Train-train post-ministériel [par Jean-Paul Pelras]

Buzyn à l’OMS, N’Daye chez Adecco France, Pénicaud à l’OCDE, Royal aux pôles arctique et antarctique, Bachelot aux Grosses têtes et, entre autres innombrables ou rocambolesques reconversions ministérielles, Castex à l’AFIT. Comprenez : l’Agence de financement des infrastructures de transports. Du moins c’est ce que précise l’Élysée sur son site : “Le président de la République envisage, sur proposition de la Première ministre, de nommer M. Jean Castex en qualité de président du conseil d’administration de l’Agence de financement des infrastructures de transport de France.” Voilà à quoi pourrait ressembler l’avenir de celui qui, après avoir passé deux ans à Matignon, a peut-être fini de repeindre ses volets du côté de Prades dans les Pyrénées-Orientales. Il déclarait d’ailleurs récemment, par prémonition peut-être, vouloir retourner vivre à Paris.

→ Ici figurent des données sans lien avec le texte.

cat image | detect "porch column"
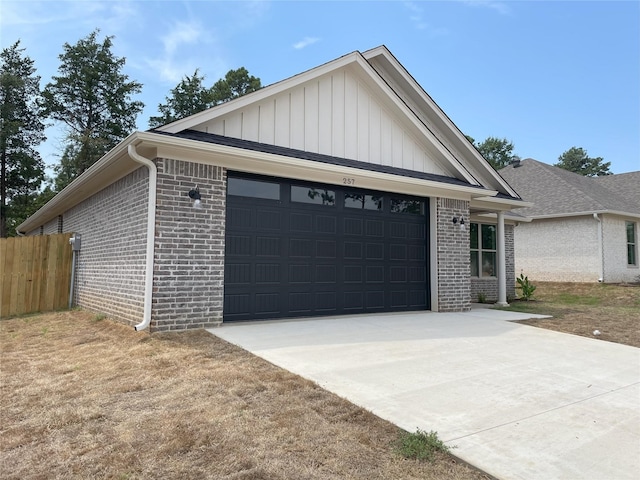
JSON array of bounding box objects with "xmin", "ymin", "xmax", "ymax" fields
[{"xmin": 496, "ymin": 211, "xmax": 509, "ymax": 307}]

Donc l’AFIT ! Quesako ? Il s’agit d’une administration publique présidée jusqu’ici par Christophe Bechu propulsé nouveau ministre de l’Écologie. La place est donc disponible. Créée en 2003, cette structure fut depuis présidée par quelques anciens ministres dont Dominique Perben et Gérard Longuet. Rémunérés 42 000 euros par an (3 500 euros par mois) pour une journée et demi de présence par semaine (Ouest France 10-06-21), les responsables de cette institution disposent, pour la financer, de ressources pérennes. Il s’agit de fractions prélevées sur les redevances domaniales des sociétés concessionnaires d’autoroutes, sur la taxe d’aménagement du territoire, sur les amendes forfaitaires des radars automatiques, sur la taxe intérieure de consommation des produits énergétiques (TICPE).
À hauteur d’environ 3,5 milliards d’euros (budget 2021), cette boîte aux lettres relaye les décisions prises par le ministère des Transports et redistribue les subsides aux transports ferroviaires et collectifs, aux infrastructures routières, aux voies navigables et autres ports maritimes.

Une “coquille vide” selon la Cour des comptes qui émet des critiques régulières sur l’AFIT, allant même jusqu’à préconiser sa suppression et recommandant que ses activités intègrent la Direction générale des infrastructures des transports et de la mer.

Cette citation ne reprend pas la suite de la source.